Whether performing new “Backwoods Barbie” songs, like the churchy showstopper “Jesus & Gravity” and sassy “Shinola,” or time-warping into her five-decade catalog for “I Will Always Love You” or set-launcher “Two Doors Down,” nothing was artificial about that voice – which at times could tug tears from even The Rock, sound like Little Girl Dolly (or like she sucked in too much helium) on “Puppy Love,” or just plain woo with an almost-acoustic “Little Sparrow” and an a cappela multiple-part harmony on “Do I Ever Cross Your Mind?” Her flawless pipes weren’t the only instrument she put to use; she played the acoustic and electric guitar, a rhinestone-encrusted autoharp, a bedazzled piano and a tin whistle and tambourine – like she didn’t have a 11-piece band behind her.

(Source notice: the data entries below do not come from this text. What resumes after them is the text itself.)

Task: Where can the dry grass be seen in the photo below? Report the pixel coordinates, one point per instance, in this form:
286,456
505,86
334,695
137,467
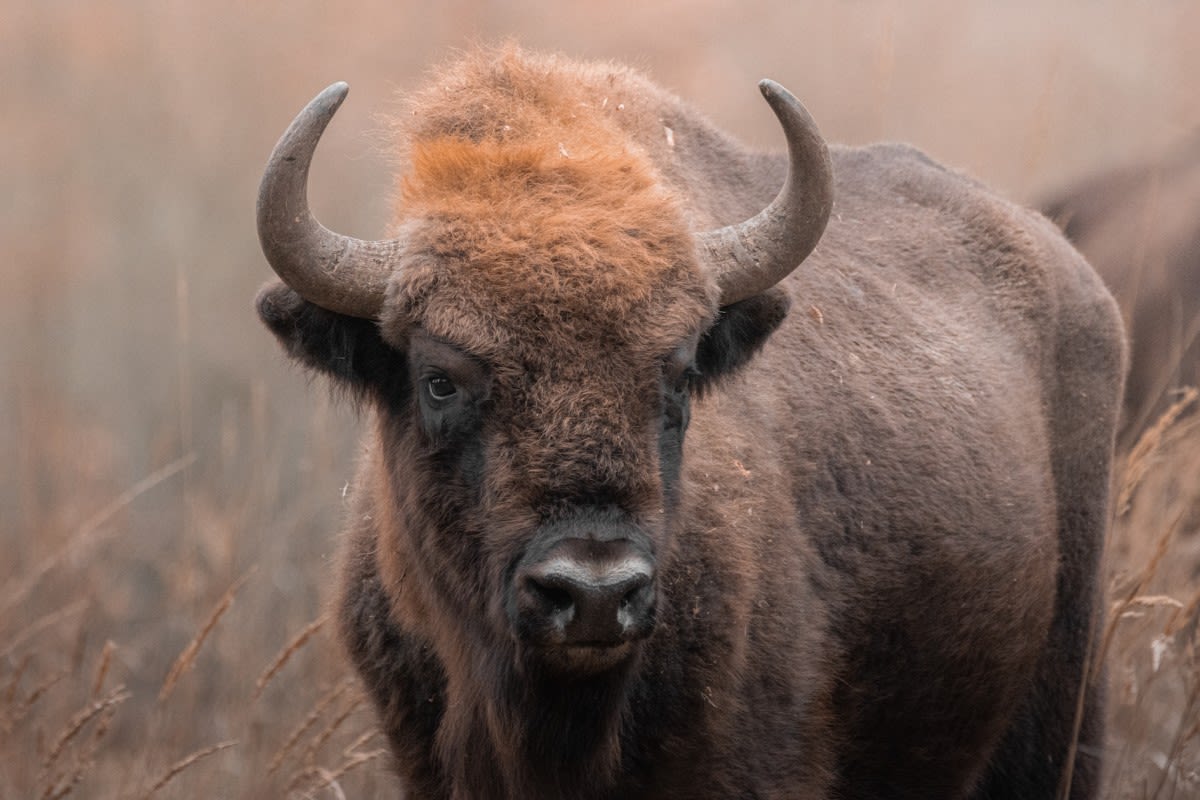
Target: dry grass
159,449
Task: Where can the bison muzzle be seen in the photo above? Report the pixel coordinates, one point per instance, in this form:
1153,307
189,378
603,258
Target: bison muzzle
703,473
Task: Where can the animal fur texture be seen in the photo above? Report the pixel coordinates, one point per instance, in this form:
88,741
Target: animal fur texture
874,495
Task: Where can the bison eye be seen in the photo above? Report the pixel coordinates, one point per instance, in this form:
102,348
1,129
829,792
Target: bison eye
441,388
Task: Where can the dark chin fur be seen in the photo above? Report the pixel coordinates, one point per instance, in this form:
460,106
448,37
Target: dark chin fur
551,734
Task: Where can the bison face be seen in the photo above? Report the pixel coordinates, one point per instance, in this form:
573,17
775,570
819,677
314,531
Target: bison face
532,483
532,340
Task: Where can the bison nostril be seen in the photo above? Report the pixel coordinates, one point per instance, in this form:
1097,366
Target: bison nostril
553,599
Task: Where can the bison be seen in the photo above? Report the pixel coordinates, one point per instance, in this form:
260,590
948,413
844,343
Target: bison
684,485
1139,228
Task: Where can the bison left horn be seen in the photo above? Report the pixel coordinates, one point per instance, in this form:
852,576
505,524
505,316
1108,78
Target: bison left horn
330,270
753,256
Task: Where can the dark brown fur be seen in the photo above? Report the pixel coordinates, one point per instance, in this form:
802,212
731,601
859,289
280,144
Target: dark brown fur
1140,227
877,560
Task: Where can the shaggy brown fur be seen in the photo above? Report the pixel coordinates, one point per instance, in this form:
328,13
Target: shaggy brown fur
1139,226
876,547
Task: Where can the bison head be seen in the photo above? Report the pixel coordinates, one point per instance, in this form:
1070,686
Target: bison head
531,340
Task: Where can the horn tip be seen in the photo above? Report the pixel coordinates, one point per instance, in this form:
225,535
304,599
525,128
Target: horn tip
771,88
335,91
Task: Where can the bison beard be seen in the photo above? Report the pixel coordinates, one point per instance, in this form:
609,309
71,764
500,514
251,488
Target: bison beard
649,512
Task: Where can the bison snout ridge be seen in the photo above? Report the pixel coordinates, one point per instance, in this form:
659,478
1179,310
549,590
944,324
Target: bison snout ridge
586,594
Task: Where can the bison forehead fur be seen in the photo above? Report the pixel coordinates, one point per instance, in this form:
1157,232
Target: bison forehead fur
647,511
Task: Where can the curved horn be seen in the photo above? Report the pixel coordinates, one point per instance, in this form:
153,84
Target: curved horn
336,272
755,254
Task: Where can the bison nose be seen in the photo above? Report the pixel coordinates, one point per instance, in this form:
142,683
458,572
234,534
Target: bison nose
575,601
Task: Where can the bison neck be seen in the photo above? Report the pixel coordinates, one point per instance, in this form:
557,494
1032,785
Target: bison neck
514,732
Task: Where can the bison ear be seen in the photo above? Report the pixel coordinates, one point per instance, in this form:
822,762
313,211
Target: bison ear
345,348
741,331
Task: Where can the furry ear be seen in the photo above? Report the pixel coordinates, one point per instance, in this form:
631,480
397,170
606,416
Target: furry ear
345,348
741,331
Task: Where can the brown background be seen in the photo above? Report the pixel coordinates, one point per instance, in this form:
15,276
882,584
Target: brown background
131,140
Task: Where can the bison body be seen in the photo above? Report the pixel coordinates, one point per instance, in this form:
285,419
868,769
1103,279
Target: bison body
634,524
1138,227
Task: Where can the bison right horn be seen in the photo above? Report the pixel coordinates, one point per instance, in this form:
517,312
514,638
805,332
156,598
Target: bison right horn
336,272
753,256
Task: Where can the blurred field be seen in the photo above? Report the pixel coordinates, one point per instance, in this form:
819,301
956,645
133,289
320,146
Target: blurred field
172,486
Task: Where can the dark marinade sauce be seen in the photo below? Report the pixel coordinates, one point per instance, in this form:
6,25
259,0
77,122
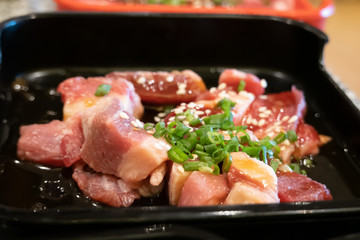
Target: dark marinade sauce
33,98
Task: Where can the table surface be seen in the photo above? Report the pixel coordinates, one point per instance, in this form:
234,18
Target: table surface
341,54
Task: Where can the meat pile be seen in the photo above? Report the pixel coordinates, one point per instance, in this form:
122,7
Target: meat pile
116,160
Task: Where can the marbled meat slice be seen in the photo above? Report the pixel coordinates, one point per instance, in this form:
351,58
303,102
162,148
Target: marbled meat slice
251,181
116,143
55,144
295,187
164,87
232,77
78,94
103,188
203,189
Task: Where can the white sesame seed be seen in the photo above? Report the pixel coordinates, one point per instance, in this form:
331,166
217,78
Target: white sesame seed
268,112
262,122
287,142
200,105
222,86
191,105
181,117
170,78
178,110
139,123
199,112
141,80
263,115
285,118
161,114
181,88
133,123
123,115
262,109
293,119
212,90
248,121
263,83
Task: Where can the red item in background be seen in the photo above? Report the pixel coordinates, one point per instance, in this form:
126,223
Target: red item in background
301,10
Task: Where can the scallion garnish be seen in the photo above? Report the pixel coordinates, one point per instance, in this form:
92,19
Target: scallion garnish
205,148
241,85
102,90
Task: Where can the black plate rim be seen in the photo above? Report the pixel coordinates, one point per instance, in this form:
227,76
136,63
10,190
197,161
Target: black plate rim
308,210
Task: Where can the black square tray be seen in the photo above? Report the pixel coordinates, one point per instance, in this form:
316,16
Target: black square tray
41,50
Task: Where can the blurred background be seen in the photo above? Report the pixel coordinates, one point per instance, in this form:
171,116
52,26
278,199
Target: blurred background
341,55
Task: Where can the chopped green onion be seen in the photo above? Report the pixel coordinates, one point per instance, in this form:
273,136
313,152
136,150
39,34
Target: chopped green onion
102,90
194,122
291,135
159,129
252,151
193,165
177,155
148,126
280,138
274,165
295,167
241,85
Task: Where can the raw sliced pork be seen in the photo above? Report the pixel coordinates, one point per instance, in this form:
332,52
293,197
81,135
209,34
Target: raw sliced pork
295,187
164,87
251,181
116,143
78,94
203,189
104,188
55,144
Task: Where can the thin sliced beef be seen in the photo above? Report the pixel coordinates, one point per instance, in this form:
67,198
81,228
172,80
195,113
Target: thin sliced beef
78,94
295,187
203,189
104,188
116,143
251,181
55,144
164,87
232,78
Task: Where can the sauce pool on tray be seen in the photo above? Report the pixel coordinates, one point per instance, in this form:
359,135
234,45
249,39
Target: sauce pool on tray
230,144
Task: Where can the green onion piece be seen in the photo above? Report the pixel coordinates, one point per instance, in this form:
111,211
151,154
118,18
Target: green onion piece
177,155
199,147
295,167
291,135
308,163
252,151
193,165
194,122
206,169
274,165
159,129
241,85
180,129
280,138
216,169
227,163
215,137
102,90
210,148
219,155
148,126
200,153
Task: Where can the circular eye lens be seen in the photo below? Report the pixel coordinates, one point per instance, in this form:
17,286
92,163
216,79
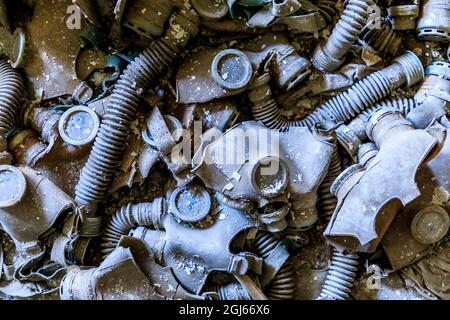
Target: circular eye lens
79,126
270,176
190,204
430,225
231,69
12,186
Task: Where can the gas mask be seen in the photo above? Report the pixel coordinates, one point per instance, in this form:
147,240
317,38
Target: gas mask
198,236
371,192
251,162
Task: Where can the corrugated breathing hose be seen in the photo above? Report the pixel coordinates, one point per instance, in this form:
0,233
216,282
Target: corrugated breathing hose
110,142
11,91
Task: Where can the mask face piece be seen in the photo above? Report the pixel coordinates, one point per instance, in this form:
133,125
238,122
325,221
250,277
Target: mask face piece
29,199
425,220
365,210
252,162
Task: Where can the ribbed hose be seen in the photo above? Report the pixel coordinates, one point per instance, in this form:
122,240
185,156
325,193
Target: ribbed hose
327,9
383,40
326,200
341,276
342,271
110,142
129,217
404,105
265,108
344,106
120,112
11,90
282,286
229,291
330,55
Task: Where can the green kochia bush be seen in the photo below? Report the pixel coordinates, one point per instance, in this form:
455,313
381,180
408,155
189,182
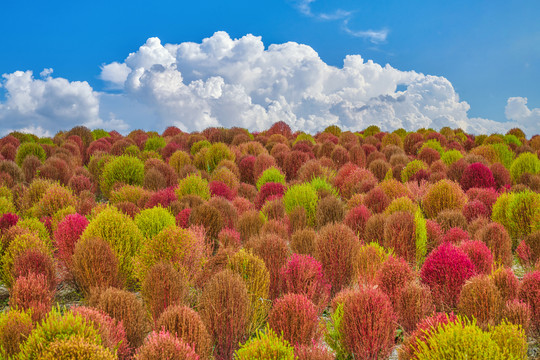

The (Self-Deprecating, Sex, Boob) Jokes
She’s recycled some of the same hokey jokes for years – “It cost me a lot of money to look this cheap,” but, like her, they never get old. Some of the biz’s best stage banter belongs to the quippy charmer, like when one fan shouted, “I love you, Dolly!” and she quickly zapped back with, “I love you, too! But I thought I told you to stay in the truck?” She also ripped on herself plenty of times, remarking that she wouldn’t run for president (because, “we’ve had enough boobs in the White House”) and asking the audience, when she returned for the show’s second set in a frayed lime-green gown: “Do I look like the Geico frog?” Even if she doesn’t know her reptiles (it’s a lizard, Dolly), she’s like a puppy – impossible to resist.